Coping With Gas Cuts

European gas demand falls this year despite higher usage in power


Source: Wood Mackenzie

*Aggregated 7-day average for Belgium, France, Germany, Greece, Italy, Netherlands, Poland, Portugal, Romania, Spain, UK


The key problem is that Russian gas -- which last year covered about 40% of European Union demand -- can’t easily be replaced.

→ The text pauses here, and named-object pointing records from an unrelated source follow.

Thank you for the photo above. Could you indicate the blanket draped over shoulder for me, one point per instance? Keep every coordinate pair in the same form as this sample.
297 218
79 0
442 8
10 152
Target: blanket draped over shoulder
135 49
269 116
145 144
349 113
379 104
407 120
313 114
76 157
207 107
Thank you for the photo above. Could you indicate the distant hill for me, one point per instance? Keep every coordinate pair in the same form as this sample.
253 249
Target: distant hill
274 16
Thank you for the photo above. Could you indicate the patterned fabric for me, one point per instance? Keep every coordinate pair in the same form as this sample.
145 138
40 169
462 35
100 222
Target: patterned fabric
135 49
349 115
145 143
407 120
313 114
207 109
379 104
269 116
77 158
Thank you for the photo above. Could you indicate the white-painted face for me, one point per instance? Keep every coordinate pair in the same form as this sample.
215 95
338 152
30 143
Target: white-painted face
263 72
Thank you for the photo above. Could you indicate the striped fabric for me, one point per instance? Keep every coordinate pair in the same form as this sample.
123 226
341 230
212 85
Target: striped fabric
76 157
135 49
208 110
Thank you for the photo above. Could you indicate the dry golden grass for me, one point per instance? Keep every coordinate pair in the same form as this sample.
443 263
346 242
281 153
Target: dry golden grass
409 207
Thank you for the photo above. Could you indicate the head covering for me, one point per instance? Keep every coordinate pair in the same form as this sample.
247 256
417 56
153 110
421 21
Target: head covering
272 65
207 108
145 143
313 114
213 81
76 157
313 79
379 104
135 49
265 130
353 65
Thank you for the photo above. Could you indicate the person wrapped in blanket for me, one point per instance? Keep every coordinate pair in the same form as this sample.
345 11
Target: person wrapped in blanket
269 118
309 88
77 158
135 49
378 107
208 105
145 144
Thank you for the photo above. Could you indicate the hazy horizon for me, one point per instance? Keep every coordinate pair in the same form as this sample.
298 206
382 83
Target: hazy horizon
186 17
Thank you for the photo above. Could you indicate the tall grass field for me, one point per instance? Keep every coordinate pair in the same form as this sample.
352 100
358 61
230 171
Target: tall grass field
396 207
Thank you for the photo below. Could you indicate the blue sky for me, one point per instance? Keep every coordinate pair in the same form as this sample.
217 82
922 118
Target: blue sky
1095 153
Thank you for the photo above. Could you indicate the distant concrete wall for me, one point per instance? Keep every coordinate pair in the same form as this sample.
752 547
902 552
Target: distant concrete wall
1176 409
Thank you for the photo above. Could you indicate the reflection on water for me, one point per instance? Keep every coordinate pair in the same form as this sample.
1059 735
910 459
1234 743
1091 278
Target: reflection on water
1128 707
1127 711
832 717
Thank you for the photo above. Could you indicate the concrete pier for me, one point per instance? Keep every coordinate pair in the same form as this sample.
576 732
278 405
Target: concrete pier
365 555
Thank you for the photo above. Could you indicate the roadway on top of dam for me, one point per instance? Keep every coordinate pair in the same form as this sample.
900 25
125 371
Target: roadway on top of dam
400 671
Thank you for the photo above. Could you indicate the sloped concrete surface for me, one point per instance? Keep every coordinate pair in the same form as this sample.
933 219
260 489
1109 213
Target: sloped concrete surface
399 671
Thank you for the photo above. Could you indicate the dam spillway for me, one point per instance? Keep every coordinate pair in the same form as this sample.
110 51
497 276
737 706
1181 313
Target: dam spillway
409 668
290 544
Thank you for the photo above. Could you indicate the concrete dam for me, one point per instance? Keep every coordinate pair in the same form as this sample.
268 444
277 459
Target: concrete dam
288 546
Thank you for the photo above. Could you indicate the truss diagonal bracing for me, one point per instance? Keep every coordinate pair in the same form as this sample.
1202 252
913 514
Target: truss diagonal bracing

After Gazprom PJSC cut flows through the Nord Stream pipeline indefinitely over the weekend, supplies via Ukraine could be next.

“If the Kremlin’s end game is to completely starve central Europe of Russian gas supplies, then certainly transit via Ukraine is at risk,” said Laura Page, a senior LNG analyst at energy-data company Kpler.

The EU aims to discuss a price cap on Russian gas imports, part of an unprecedented plan to step into energy markets. President Vladimir Putin has already warned that Moscow won’t supply anything if the cap is introduced.

The standoff puts pressure on Europe’s leaders to diversify sources. Norway is now the main provider of Europe’s gas, but it doesn’t have capacity to fully offset supplies from Russia. Other nearby suppliers such as Azerbaijan and Algeria face some similar bottlenecks.

Filling the Gap

LNG and Norway replaced Russia as Europe's top gas provider this year


Source: ICIS



LNG, which can be carried by ship from far-away producers such as the US and Qatar, is a promising option. Germany -- among the countries most exposed to the loss of Russian deliveries -- is pushing to open its first floating LNG terminals in the coming months.


But import capacity is only one side of the problem. Global LNG production is already tight and increasing capacity takes as least three years, according to Colin Parfitt, vice president at Chevron Corp. Meanwhile, Europe has to fight with Asia for the existing volumes for the next couple of years.

With Europe facing a smaller pool of gas available, markets will remain tight for the foreseeable future.

“We will get back to a more normal situation, but it will take time,” Helge Haugane, senior vice president at Norwegian energy company Equinor ASA. “Volatility in prices is here to stay for longer.”